Making these kinds of efforts to create a more diverse student body also results in immediate benefits for schools themselves. The National Institutes of Health has begun predicating its approval and renewal of research grants on schools’ efforts to recruit and retain students with disabilities. Increased disability diversity also has pedagogical benefits; working alongside their peers with disabilities in classrooms and clinics typically helps non-disabled students form a more nuanced understanding of and respect for people with disabilities, which informs future practice.
And if health science educators are not interested in doing the right things for the right reason, the courts are deciding that they need to do them anyway; as previously mentioned, schools that deny students with disabilities equal opportunities are having to defend those decisions to the Office for Civil Rights or in the courts, which are increasingly saying that students with disabilities have the right to be in the health science classroom.

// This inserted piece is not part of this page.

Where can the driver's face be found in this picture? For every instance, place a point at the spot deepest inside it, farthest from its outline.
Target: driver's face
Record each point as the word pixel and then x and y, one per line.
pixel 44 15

Institutional benefits aside, the most important result of the inclusion of students with disabilities in health science education is the improvement of health outcomes for people with disabilities on a national scale. Health science administrators need to actively recruit and work to retain — not just tolerate — students with disabilities. Schools are currently working toward doing this for students of color, in part, because positive results on health outcomes have been demonstrated. It’s time that schools start including students with disabilities in this same effort; they’ve been ignored for far too long, with negative effects not only on their civil rights, but also with serious societal health consequences.●
Elisa Laird-Metke, JD, is the director of the Disability Resource Center at Samuel Merritt University in Oakland, Calif. Neera R. Jain, CRC, is a disability consultant at the University of California, San Francisco (UCSF). Lisa M. Meeks, PhD, is the director of Medical Student Disability Services at UCSF School of Medicine.